The idea: Sitting erect vs slouching or slumping improves airflow in moderate-severe exacerbations of asthma
A pale, breathless 7-year-old with a known history of asthma presents to your department. Oxygen saturations are hovering in the mid-’80s with marked tracheal tug, subcostal, substernal, intercostal and supraclavicular recessions in addition to accessory muscle usage. He’s moving air and there’s a widespread wheeze throughout the chest. This child has a moderate-severe exacerbation of asthma.
The Therapeutic Guidelines for Asthma Management recommend nursing the patient sitting upright, but this can be quite challenging, especially if the child keeps sliding down the bed.
Anecdotally, I’ve seen more than a dozen children in this setting whose SpO2 has improved in less than a minute after adequate re-positioning, in adjunct to standard management.
To ameliorate some of these challenges, it’s my practice to prop children in order to remain sitting upright.

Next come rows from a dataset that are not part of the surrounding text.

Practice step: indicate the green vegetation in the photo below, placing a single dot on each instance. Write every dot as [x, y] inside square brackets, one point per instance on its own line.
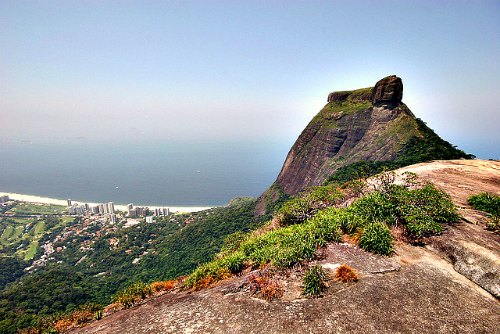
[376, 238]
[490, 204]
[421, 212]
[212, 245]
[25, 208]
[98, 262]
[305, 205]
[20, 237]
[133, 294]
[315, 281]
[425, 147]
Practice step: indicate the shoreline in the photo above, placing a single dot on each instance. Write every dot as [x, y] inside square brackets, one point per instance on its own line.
[55, 201]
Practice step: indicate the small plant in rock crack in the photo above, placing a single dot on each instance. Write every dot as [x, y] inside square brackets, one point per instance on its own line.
[315, 281]
[346, 274]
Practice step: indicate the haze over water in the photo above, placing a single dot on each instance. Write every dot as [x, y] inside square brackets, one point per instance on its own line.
[153, 174]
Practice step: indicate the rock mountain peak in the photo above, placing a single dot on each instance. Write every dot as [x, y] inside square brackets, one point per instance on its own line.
[387, 91]
[364, 125]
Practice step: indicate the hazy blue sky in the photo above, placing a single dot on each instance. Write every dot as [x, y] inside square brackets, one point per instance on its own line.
[206, 71]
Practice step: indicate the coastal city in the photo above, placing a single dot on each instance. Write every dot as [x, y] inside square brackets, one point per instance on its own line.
[108, 211]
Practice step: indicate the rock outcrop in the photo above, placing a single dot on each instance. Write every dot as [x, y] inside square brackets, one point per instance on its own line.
[370, 124]
[388, 91]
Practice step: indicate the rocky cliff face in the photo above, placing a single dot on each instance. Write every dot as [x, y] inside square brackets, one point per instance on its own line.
[370, 124]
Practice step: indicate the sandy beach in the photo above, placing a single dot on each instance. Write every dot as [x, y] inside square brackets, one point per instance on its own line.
[55, 201]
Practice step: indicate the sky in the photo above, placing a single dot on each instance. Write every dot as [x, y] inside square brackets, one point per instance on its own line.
[240, 71]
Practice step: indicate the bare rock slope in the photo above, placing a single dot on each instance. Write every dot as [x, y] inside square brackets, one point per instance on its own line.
[417, 290]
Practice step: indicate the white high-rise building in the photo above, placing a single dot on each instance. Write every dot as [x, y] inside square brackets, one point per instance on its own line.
[111, 207]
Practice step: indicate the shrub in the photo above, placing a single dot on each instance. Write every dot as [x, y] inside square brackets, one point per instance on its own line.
[373, 207]
[315, 281]
[419, 224]
[133, 294]
[346, 274]
[351, 222]
[265, 287]
[208, 274]
[295, 211]
[299, 209]
[376, 238]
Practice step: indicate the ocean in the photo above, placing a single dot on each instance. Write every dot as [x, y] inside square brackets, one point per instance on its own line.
[159, 174]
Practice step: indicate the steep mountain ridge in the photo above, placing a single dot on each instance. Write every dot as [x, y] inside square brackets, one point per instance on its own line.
[369, 124]
[426, 289]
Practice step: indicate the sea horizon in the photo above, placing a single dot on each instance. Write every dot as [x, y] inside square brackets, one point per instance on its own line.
[146, 174]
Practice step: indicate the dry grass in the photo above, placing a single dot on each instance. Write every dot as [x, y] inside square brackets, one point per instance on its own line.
[265, 287]
[346, 274]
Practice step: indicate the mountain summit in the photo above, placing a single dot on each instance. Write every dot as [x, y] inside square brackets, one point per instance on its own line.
[369, 128]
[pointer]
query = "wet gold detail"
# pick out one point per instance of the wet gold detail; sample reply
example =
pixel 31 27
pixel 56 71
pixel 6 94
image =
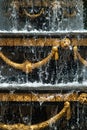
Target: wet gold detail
pixel 57 97
pixel 65 111
pixel 39 42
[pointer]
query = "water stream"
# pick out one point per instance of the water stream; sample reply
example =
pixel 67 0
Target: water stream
pixel 59 16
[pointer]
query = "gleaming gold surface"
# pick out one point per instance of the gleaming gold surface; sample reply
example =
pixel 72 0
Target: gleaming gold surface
pixel 56 97
pixel 65 111
pixel 39 41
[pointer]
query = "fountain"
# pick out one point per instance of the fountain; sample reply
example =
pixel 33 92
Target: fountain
pixel 43 65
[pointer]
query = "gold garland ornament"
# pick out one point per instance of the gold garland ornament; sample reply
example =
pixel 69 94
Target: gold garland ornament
pixel 65 111
pixel 28 66
pixel 78 56
pixel 33 16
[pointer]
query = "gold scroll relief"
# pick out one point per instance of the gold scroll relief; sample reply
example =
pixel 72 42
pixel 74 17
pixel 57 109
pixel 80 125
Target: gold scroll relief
pixel 66 111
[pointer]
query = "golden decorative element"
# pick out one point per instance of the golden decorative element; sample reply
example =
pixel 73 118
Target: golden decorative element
pixel 65 43
pixel 77 55
pixel 83 98
pixel 55 5
pixel 33 16
pixel 39 42
pixel 65 111
pixel 31 97
pixel 27 66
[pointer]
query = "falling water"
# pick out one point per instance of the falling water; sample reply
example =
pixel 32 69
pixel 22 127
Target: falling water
pixel 58 17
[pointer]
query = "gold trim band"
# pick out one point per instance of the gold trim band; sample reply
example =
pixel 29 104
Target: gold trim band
pixel 65 111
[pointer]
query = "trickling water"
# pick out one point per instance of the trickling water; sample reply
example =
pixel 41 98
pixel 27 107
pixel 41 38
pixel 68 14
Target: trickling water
pixel 58 15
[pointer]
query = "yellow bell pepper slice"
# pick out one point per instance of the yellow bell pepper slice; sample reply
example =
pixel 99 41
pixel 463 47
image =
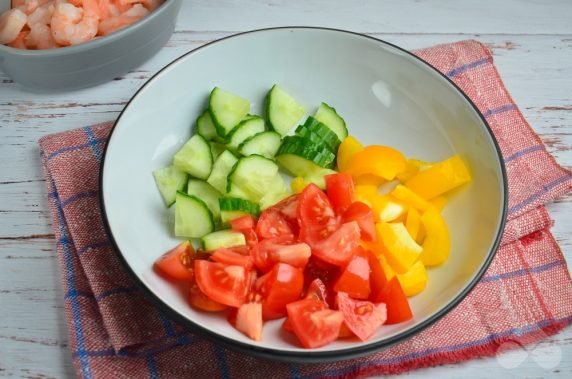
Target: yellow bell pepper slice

I was first taught some of these tips by Dr. Tom Hurley, Paediatrician on Queensland’s Sunshine Coast, and added a few of my own. I’ll describe my method for positioning a child upright (and getting them to stay there!) in the context of an exacerbation of asthma.
You will need:
- To first initiate standard management for asthma!
- A bed that sits up and has rails.
- 3-5 pillows/rolled up blankets or twice as many towels, rolled up.
What to do:
- Tell the child and parent what you’re going to do, and why it’s helpful.
- Make sure you can see as much of the anterior chest as dignified and practical; one of the main benefits of this positioning is that you can better observe the child’s work of breathing from the end of the bed.
- Ramp up the head of the bed to being almost straight up; most beds will top out about 70 degrees, which will be sufficient.
- Lift the child so their back is to the bed and their bottom is at the crease in the bed.
- Place a blanket under their thighs as a wedge; this will stop them sliding down.
- Additionally, if your supply of towels is plentiful, you can make a number of rolls side by side to the foot of the bed. This means the child can push on them with their feet.
- Next, we want to prevent the child from slumping to either side.
- Put up the rails and wedge the pillows next to the child’s torso, across the width of the bed. For smaller children, you can place the pillows flat, for larger kids you might need to place them on their edge. Either way, they shouldn’t be able to crumple off to one side if they get exhausted or fall asleep.
- Additionally, if you still have spare pillows, you can position the pillows to stop the child’s head from rolling side to side.
- Now, crack on with the rest of this child’s management!
Although I’m a bit uncertain on the science behind all this benefit, we’re taught in medical school about “tripoding”; most of us are familiar with the ‘tripod prayer’ seen in adults with exacerbations of COPD. It’s just a theory, but I suspect that once in bed, children don’t adequately tripod.
Firstly, they just don’t know how to position themselves, either because breathlessness is a new sensation or they’re too young. Secondly, kids simply don’t have the levers to adequately tripod against their surroundings. Thirdly, once in a large hospital bed, the surroundings are soft and squishy, reducing the efficacy of uncoordinated tripoding. Fourthly, the improved PEFR in the erect vs supine position is well demonstrated in a number of experiments done in the 1960s and 1980s (see references). Lastly, the V/Q mismatch that occurs in asthma might further benefit from an upright position.
In the spirit of #FOAMPed, I thought I’d float this out there and see if anyone has other methods of optimizing positioning for these patients.